"Peace Bell" Made in Korea Will Find Home in U.S. Buddhist Temple

July 30, 2004

Source: The Chosun Ilbo

http://english.chosun.com/w21data/html/news/200407/200407300047.html

On July 30, 2004 The Chosun Ilbo reported, "43-year-old U. S. Buddhist monk Mooryang recently visited Korea to produce the 'Peace Bell.' He has been constructing a temple in California for ten years and the bell will be contributed to the temple. The 'Peace Bell' is being made in a factory in Yongin. On August 5, a tolling ceremony would take place and it would be moved to Taego Temple in the U.S. The bell has a similar outer shape with Gyeongju's "Emile Bell" and the word "peace" is to be engraved in 200 languages.
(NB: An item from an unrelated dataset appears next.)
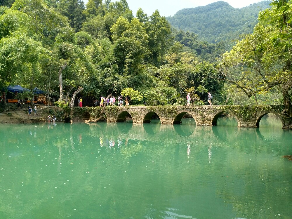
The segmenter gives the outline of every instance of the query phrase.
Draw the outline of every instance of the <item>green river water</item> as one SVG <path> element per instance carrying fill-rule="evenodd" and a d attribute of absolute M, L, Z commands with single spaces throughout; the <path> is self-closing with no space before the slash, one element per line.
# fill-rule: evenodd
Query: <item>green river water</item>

In addition, the children of 50 nations of the world, dancing while holding each other's hands, are to be engraved as well at the bottom of the bell. The priest said, 'Cowboy and American Indian children, Korean and Japanese, Chinese and Mongolian... I tried to draw the children from conflicting regions holding each other's hand.' Mooryang is the student of the Korean Zen monk Seung Sahn. The U. S. monk met him during his years at Yale University, and he entered the priesthood in 1983. He practiced in Korea for five years and went back to the U.S. Since September 1994, he has been constructed Taego Temple in the foothills of the Sierra Nevada Mountains, about 150 km to the north of Los Angeles."